Why Are We Relationship Obsessed?

Why Are We Relationship Obsessed? | Grace Bulabula

Romance is in the air, everyday, everywhere. The movies we watch, the music we hear, the stories we read; they all include, or are often even centered around, a romantic relationship. We see couples all over the news and in advertisements, painted as the pillar of happiness. Society has instilled in us this idea that we are not complete without a partner, and that everyone has a “better half.” Why exactly are we so obsessed with relationships?

 
Society has instilled in us this idea that we are not complete without a partner, and that everyone has a “better half.” Why exactly are we so obsessed with relationships?
 

Once you hit a certain age, you are expected to find someone and settle down. Being single is no longer acceptable.

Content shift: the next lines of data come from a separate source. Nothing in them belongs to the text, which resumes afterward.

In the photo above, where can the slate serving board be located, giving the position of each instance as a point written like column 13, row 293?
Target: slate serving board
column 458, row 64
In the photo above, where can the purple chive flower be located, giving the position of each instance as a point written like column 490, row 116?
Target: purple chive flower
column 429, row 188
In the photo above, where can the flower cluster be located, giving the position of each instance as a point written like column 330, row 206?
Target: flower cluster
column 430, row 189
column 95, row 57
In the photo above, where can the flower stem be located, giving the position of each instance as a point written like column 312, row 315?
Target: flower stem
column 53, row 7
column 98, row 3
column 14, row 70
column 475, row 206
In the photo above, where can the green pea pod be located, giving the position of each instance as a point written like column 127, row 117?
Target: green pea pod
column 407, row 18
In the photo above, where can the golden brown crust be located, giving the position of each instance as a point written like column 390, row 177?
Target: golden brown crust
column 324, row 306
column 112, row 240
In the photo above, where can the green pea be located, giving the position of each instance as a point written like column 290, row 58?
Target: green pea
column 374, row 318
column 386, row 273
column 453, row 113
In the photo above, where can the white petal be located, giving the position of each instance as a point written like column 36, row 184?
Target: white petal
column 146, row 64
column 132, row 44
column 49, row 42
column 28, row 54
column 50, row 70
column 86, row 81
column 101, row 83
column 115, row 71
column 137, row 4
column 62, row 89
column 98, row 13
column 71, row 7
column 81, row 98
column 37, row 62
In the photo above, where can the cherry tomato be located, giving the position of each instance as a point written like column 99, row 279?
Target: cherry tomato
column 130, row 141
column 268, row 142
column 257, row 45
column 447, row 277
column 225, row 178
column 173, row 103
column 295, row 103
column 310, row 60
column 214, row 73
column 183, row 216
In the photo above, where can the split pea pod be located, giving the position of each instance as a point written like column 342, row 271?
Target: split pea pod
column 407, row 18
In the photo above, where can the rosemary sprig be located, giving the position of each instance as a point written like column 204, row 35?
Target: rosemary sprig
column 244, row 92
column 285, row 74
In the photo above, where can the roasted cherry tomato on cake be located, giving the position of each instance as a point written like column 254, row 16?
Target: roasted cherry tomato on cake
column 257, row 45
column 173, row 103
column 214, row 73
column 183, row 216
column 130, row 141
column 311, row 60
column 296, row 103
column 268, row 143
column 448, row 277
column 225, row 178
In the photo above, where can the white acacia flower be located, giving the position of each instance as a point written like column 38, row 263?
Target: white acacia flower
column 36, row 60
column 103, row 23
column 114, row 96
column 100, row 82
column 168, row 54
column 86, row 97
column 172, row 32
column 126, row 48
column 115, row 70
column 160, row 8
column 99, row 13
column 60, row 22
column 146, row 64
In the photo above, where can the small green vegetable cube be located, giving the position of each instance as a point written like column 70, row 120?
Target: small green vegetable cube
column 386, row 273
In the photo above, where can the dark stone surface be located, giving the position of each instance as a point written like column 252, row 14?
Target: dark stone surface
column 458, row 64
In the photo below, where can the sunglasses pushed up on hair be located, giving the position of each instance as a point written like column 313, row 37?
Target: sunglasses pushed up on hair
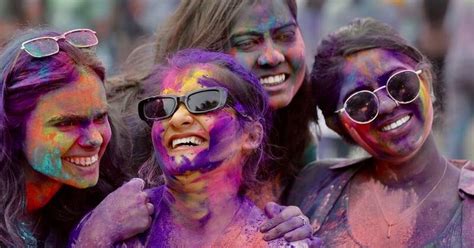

This is especially true for women, considering we are burdened with the “biological clock.” If you want a family, you better get to work. If you don’t want a family, something must be wrong with you. That becomes obvious with constant questions like “aren’t you lonely?” or “how are you still single?” and “oh, she just hasn’t found the right one yet.” Phrases like this suggest that we are incomplete without a romantic partner. We center the human experience around romantic love by pressuring anyone over 30 to get married. Elizabeth Brake coined the term amatonormativity to describe this very assumption, that everyone is seeking and better off being in a romantic relationship.

 
If you want a family, you better get to work. If you don’t want a family, something must be wrong with you.
 

Amatonormativity exists because heteronormativity exists. They are essentially two peas in a pod. Not only do we expect adults to couple up, we expect them to do so in a heterosexual and monogamous way. Anything outside of that is devious and is likely to be frowned upon or not taken seriously.  Amatonormativity causes a lot of people to stay in relationships they aren’t necessarily happy in. Many stay in toxic, and potentially dangerous situations, fearing that being single will be worse than whatever they have now. There is a universal fear that alone, as individuals, we are not enough.

 
Are we just scared to be single?
 

We see it all the time, and we tell ourselves that love is work and sacrifice. We convince ourselves that anything worth having will be difficult. But is that really the case, or are we just scared to be single? While love can be intoxicating, and being with someone you love can be an incredible experience, it just simply is not the only way to find satisfaction. Self-fulfilment can oftentimes be more rewarding than the fulfilment we may get from a partner. Getting the opportunity to learn about yourself, and make decisions solely for your own life can be an empowering journey.